The widespread off-label use or, better, the abuse of PPIs is another emergent medical problem. PPIs are usually considered harmless drugs but they are not. The incidence of serious adverse events related to the chronic use of PPIs such as hypomagnesemia, increased risk of osteoporosis-related bone fractures and infections, as well as relevant drug interactions, is probably under-recognized (6). The primary indications for their therapeutic use are mainly gastric and duodenal ulcer disease, erosive esophagitis, refractory GERD and gastric hypersecretion (i.e. Zollinger-Ellison syndrome). In the latter case, the administration of PPIs probably has the highest clinical benefit. Our patient strongly emphasized the inverse correlation between his symptoms and PPI treatment, which is uncommon for functional dyspepsia in which the relief from symptoms from PPI use is rarely thus prominent (6). Indeed, his pre-test probability of an underlying malignant disease was very low and could correctly justify a wait and see approach.

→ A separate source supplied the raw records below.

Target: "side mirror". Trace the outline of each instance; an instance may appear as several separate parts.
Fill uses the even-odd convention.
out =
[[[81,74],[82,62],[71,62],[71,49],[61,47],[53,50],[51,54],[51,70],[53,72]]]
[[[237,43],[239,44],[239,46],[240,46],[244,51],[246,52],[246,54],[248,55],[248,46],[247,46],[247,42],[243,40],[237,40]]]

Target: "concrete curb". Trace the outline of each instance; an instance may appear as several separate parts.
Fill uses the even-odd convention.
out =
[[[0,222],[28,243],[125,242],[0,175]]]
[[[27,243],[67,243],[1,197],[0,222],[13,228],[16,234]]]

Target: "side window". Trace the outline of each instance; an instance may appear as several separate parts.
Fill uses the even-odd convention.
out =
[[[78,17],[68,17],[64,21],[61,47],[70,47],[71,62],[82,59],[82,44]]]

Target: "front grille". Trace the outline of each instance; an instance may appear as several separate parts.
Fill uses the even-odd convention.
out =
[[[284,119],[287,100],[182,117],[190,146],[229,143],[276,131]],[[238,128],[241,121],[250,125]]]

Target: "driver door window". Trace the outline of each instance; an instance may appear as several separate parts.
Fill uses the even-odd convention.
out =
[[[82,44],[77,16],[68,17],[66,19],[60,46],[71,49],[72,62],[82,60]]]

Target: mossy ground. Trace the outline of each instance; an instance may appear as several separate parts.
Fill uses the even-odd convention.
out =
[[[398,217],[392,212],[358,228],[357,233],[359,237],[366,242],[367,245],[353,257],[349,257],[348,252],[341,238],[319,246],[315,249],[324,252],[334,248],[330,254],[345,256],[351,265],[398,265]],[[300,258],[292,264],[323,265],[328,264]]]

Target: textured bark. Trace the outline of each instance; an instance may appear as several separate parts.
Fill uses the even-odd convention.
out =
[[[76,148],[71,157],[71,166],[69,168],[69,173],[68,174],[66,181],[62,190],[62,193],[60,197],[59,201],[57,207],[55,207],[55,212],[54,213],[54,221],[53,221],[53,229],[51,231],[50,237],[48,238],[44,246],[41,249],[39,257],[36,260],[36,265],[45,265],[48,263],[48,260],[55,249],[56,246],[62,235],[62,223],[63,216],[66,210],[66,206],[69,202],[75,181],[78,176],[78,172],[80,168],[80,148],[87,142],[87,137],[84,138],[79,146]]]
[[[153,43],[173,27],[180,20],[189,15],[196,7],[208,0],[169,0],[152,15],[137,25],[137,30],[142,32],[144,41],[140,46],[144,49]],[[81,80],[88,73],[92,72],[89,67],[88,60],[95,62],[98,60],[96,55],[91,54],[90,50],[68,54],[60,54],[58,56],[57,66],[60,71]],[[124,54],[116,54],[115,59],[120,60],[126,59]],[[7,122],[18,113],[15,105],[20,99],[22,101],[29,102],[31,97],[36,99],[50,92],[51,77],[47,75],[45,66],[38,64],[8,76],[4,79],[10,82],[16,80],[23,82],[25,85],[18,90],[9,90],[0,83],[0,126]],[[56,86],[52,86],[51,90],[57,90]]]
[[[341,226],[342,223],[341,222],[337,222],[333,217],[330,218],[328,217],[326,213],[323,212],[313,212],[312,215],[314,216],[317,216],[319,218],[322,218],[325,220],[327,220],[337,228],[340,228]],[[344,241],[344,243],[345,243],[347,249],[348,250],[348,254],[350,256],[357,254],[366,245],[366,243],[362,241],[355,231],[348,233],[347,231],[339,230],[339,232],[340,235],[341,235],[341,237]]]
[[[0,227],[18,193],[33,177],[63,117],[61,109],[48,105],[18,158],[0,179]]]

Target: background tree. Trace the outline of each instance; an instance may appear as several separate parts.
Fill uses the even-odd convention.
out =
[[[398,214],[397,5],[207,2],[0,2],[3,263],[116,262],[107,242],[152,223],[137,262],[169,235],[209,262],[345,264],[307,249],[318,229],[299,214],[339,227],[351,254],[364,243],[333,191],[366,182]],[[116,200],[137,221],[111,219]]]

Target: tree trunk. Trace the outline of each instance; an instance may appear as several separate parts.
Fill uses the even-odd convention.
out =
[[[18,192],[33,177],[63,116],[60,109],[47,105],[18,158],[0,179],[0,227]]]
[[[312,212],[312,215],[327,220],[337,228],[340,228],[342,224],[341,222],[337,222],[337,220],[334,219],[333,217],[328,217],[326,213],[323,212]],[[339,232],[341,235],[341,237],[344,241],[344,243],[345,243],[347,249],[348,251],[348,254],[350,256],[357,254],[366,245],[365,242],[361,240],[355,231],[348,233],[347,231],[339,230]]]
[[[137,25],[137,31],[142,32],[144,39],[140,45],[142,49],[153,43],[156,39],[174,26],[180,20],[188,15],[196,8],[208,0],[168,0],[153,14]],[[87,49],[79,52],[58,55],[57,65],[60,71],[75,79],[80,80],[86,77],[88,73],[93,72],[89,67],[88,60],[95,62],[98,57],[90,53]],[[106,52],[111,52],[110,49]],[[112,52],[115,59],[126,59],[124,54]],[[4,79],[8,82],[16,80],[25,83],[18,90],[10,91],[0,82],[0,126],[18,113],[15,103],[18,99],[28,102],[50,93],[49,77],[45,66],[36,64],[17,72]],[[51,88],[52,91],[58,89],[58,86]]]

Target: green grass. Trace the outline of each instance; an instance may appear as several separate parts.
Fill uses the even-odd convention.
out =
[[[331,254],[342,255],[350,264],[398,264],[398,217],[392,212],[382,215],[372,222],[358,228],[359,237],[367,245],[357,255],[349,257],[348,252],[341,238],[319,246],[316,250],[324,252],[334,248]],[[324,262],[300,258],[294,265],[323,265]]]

Nevertheless, the unexpected complete remission of symptoms, including those which were less likely to respond to PPIs use, rightfully represented the clue for further investigations. However, the prescription of second level or invasive tests without a preconceived and reasoned diagnostic approach was harmful, since it did not allow considering alternative hypotheses when facing the disappointing negative results of these tests. The inexpensive bedside ultrasound examination revealed to be the right choice at the right time.

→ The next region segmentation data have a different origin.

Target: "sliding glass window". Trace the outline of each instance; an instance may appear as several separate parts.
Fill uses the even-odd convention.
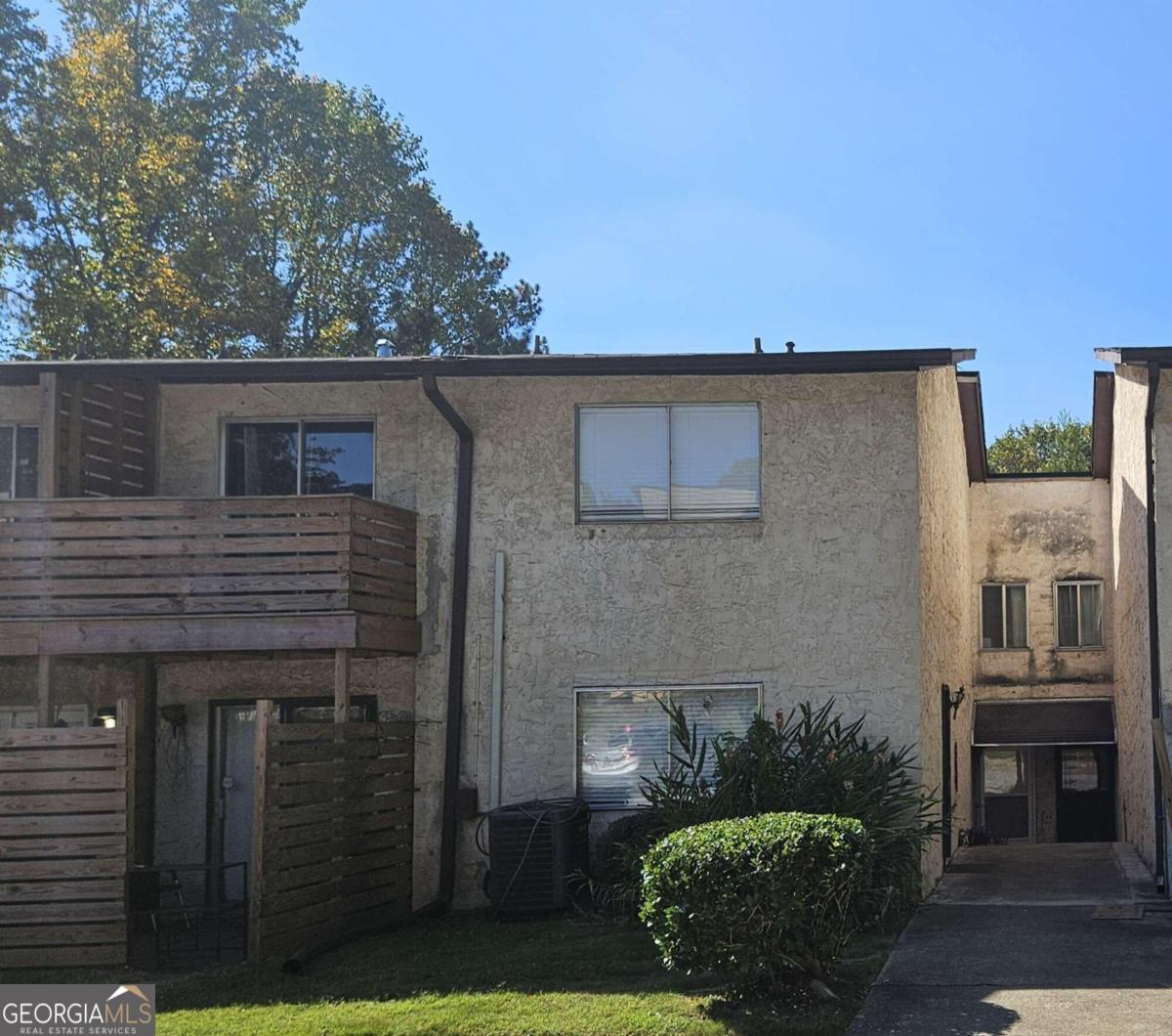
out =
[[[232,421],[225,496],[374,495],[373,421]]]
[[[1024,583],[986,583],[981,587],[981,648],[1028,646]]]

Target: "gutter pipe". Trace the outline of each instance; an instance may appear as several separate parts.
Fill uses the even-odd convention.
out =
[[[472,429],[436,385],[422,378],[423,392],[456,433],[456,542],[452,549],[451,629],[448,650],[448,717],[444,738],[443,810],[440,835],[441,913],[451,909],[456,889],[456,797],[459,790],[461,723],[464,715],[464,642],[468,629],[468,566],[472,533]],[[424,908],[427,909],[427,908]]]
[[[1147,408],[1144,413],[1144,466],[1147,475],[1147,646],[1149,662],[1151,665],[1152,684],[1152,717],[1160,719],[1160,625],[1159,625],[1159,596],[1156,583],[1156,393],[1160,386],[1160,364],[1157,361],[1147,365]],[[1163,722],[1160,723],[1163,727]],[[1165,825],[1164,795],[1160,794],[1163,785],[1159,757],[1156,745],[1152,745],[1152,780],[1156,793],[1156,887],[1165,893],[1167,891],[1167,876],[1165,859]]]
[[[456,542],[452,549],[451,635],[448,652],[448,716],[444,731],[443,807],[440,837],[440,891],[417,910],[377,929],[355,928],[322,942],[309,943],[285,959],[281,970],[299,975],[306,964],[372,930],[394,932],[418,917],[440,917],[451,909],[456,891],[456,797],[459,790],[461,720],[464,712],[464,646],[468,628],[468,564],[472,530],[472,429],[436,385],[434,374],[420,379],[423,392],[456,433]]]

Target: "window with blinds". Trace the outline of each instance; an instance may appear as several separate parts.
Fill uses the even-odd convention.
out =
[[[1070,580],[1055,583],[1054,610],[1059,648],[1103,646],[1103,583]]]
[[[759,516],[756,404],[579,408],[579,521]]]
[[[668,715],[660,700],[683,706],[696,737],[743,734],[761,711],[761,686],[584,688],[578,690],[578,794],[593,810],[645,805],[643,778],[672,765]],[[708,765],[714,756],[709,750]]]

In the 21st century’s medicine, diagnostic and therapeutic tools are increasing faster than the physician’s capability to keep up-to-date. As a result, every effort should be made in questioning non-specific symptoms – such as dyspepsia – or the widespread prescription of harmless medications – such as PPIs – by applying a thorough clinical method, supported by the best evidence, in order to reconsider unlikely but unfavorable alternative hypotheses.